What we don't want is to be behind an outbreak. We want to try to get in front of it. We want to try to change the course and trajectory. Pretty much everything we're talking about here really comes down to one thing: trying to inform public health about contact rates in the population and where they're increasing in a way that is a precursor to exposures, cases, hospitalizations and deaths, so that an intervention can happen.

I've been working in the field of emerging outbreaks for my entire career. We know that outbreaks spread quickly. It means that we have to be able to react, understand and move even more intelligently and in a better coordinated manner.

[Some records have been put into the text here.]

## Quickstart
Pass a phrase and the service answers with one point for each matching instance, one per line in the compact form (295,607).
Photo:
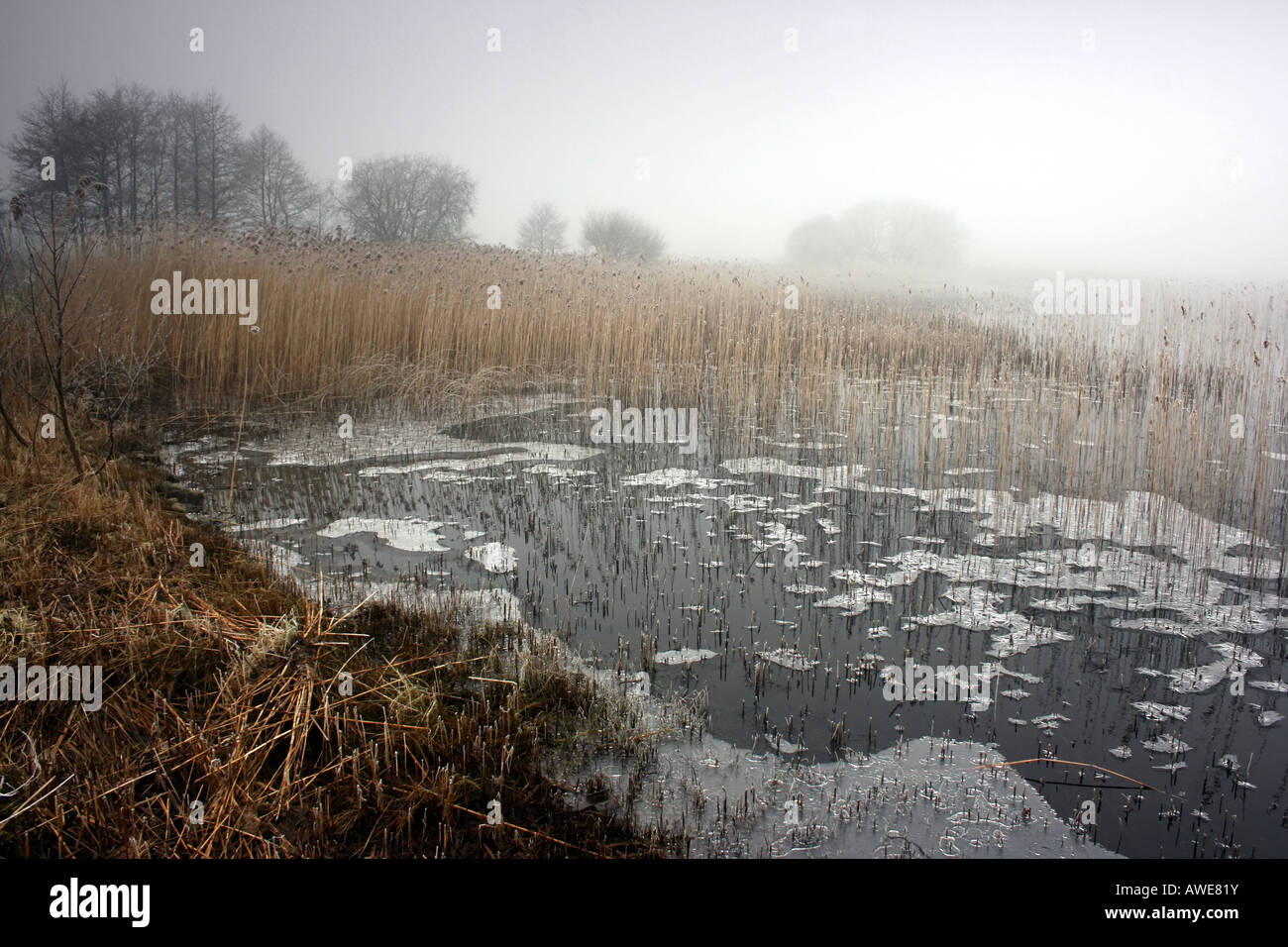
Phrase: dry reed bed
(222,686)
(1081,405)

My sense is that, as a physician, I can take care of one patient at a time. These types of analytics can support the public health response that could be impacting not only lives but all of the economic and societal implications we've had to endure for two years.

3:50 p.m.

Liberal

Lisa Hepfner Liberal Hamilton Mountain, ON

Is there any other way to get this data?

3:50 p.m.

Chief Executive Officer and Founder, Professor of Medicine and Public Health, University of Toronto, BlueDot

Dr. Kamran Khan

I don't believe so.

There have been discussions about things like the use of synthetic mobility data. I do want to highlight that much of those types of approaches are actually using empirical location data as a training dataset. Secondarily, in a very stable environment, that might make sense, but keep in mind the last two years have been anything but stable—constantly changing conditions, new variants and new public health interventions and policies. This has been a very erratic two years, and empirical data are going to give us the best foresight into what is coming next so that we can make intelligent decisions about how to mitigate the health, economic and social consequences.

The last thing I would say is that BlueDot—and my work as a physician for the last 20 years—is about protecting lives but also protecting data privacy. This is something that we take very seriously and is really at the core of what we do as an organization and, candidly, why I founded BlueDot in the first place.